SIGNED BY WASHINGTON ON INDEPENDENCE DAY, 1796: A SOCIETY OF CINCINNATI CERTIFICATE.

The document elaborately engraved by Jean-Jacques Andre Le Veau (1729-1786) AFTER A DESIGN OF PIERRE CHARLES L'ENFANT (1754-1825) as drawn by Augustin-Louis La Belle (1757-1841); with complex allegorical vignettes surrounding the calligraphic text: naval warships under sail, Brittania and a British lion fleeing bolts of lightning from an American eagle, and circular medallic emblems of the Society of the Cincinnati. Washington and his future Secretary of War Knox certify the membership of Abijah Savage, "Captain in the late Army of the United States."

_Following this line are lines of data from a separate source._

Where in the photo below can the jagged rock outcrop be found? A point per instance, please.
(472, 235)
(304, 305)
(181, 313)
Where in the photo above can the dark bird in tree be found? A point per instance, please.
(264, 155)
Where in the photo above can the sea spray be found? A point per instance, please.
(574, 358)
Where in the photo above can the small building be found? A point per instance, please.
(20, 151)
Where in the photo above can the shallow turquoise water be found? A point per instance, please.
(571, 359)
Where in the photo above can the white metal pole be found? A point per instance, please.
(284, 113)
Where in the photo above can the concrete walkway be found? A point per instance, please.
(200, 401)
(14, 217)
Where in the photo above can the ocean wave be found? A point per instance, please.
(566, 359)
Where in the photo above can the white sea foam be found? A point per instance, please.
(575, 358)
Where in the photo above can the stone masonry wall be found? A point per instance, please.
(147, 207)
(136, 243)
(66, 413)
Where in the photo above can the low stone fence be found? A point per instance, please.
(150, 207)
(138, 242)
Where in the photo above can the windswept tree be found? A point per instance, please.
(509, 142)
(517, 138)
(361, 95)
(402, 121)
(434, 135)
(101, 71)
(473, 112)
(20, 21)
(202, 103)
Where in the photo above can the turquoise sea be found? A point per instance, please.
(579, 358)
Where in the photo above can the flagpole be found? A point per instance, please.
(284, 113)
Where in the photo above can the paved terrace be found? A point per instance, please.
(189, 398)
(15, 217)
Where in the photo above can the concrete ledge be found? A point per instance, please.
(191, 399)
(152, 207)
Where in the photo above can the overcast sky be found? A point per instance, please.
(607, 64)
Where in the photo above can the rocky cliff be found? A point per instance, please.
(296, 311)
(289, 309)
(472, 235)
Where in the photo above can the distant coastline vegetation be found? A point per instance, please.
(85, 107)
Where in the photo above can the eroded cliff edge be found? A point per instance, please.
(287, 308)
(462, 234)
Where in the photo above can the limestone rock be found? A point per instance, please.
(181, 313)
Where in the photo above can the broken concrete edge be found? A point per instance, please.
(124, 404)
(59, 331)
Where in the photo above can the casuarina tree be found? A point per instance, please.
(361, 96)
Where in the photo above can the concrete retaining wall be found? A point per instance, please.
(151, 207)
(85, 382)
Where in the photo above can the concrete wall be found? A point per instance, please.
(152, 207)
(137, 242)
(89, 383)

The Society of Cincinnati, as the elegantly engraved text proclaims, was "...instituted by the Officers of the American Army, at the period of its Dissolution...to commemorate the great Event which gave independence to North America," and "for...inculcating the Duty of laying down in Peace arms assumed for public defence..." The Society, open to former officers of the Continental Army and its foreign allies, was founded with Washington's approval by Knox, Jedidiah Huntington and Baron von Steuben. The order was named after "that illustrious Roman, Lucius Quintius Cincinnatus," who had left his prosperous farm on two occasions to take up arms in defense of his homeland. Washington agreed to become president of the Society; Alexander Hamilton filled the post after Washington's death. Captain Abijah Savage (1744-1825) of Middletown, Connecticut, had served from 1777 in Colonel Henry Sherburn's regiment of the Continental Army.